Told through a fascinating dossier of hacked documents–including emails, schematics, military files, IMs, medical reports, interviews, and more–Illuminae is the first book in a heart-stopping, high-octane trilogy about lives interrupted, the price of truth, and the courage of everyday heroes.
I finally made it to the Illuminae party and boy did it live up to its hype?
The first thing you’ll notice about this book is its unique format. It’s quite refreshing and also impressive to see a book told in a form of compiled interviews, personal messages, recorded comms, data gathered from artificial intelligence, and even battleship specifications straight from its manual. I mean, I could give this a five-star rating for the format alone.

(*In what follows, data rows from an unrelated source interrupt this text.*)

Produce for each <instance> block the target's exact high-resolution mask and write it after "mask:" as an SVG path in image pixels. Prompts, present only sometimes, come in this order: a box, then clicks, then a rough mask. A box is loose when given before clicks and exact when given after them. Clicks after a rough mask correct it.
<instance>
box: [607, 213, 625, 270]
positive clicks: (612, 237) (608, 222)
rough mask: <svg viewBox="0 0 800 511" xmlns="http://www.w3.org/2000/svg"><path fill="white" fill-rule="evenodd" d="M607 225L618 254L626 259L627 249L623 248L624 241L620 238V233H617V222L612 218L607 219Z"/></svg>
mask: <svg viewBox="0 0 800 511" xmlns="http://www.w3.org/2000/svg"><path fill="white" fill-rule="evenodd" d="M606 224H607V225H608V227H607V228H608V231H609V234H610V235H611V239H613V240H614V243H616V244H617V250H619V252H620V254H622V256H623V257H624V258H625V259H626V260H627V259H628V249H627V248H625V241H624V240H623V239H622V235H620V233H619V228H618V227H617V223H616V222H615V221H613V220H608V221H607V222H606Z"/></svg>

One problem about a book told in such way though is that you’ll miss reading about the things going on inside the character’s head—what they’re thinking, how they’re feeling. In this one, we’re seeing their story from the outside which takes just a little bit of the excitement because it’s always more fun when you feel like you’re going through the situation along with the characters. This may also explain why I find Kady and Mason lacking a bit more personality. They’re both brave, bold, and smart. But we barely see past the badass hacker and the skilled pilot. Also, their romance can use a bit more chemistry and less cheesy conversations.
Even though this book is basically a collection of technical reports, the emotions aren’t completely lost. There are still characters you’ll care deeply about. Thrill and action are the big players to this story but there are also soft moments that will surely tug on your heartstrings.
“The universe owes you nothing… It has already given you everything, after all. It was here long before you, and it will go on long after you. The only way it will remember you is if you do something worthy of remembrance.”
This book breathes sci-fi in every page and with rich details too. But it doesn’t get intimidating like some other books of this genre. The authors did a great job putting as much details to the story without making things hard to understand. There were loads of technical stuff thrown into this book but they’re presented quite nicely so it’s easy to wrap your head around it.
Illuminae has a lot of things going on at once. A planet under attack, it’s survivors fleeing into space but with the enemy hot on their trail. A battleship’s AI that has gone rogue. A deadly virus that’s spreading fast. I just love how these were all equally explored without the confusing tangle of threads. The ideas weren’t new— because who haven’t read about an AI who somehow developed a mind of its own—but those never gets boring especially when handled wonderfully.
The best thing about this series is that you never really know what to expect from the next installment. Questions about the true motives of the Kerenza attack are still floating and our main characters still haven’t unmasked many of their enemies. They definitely still have a lot of work to do.
Overall, Illuminae is a fun and thrilling ride. This could be a perfect starter for those who are new to the genre, or for those like me, who doesn’t like overly complicated sci-fi books. There’s nothing wrong with reading this on an e-reader, but because of its format, I think this is a book better enjoyed with a physical copy.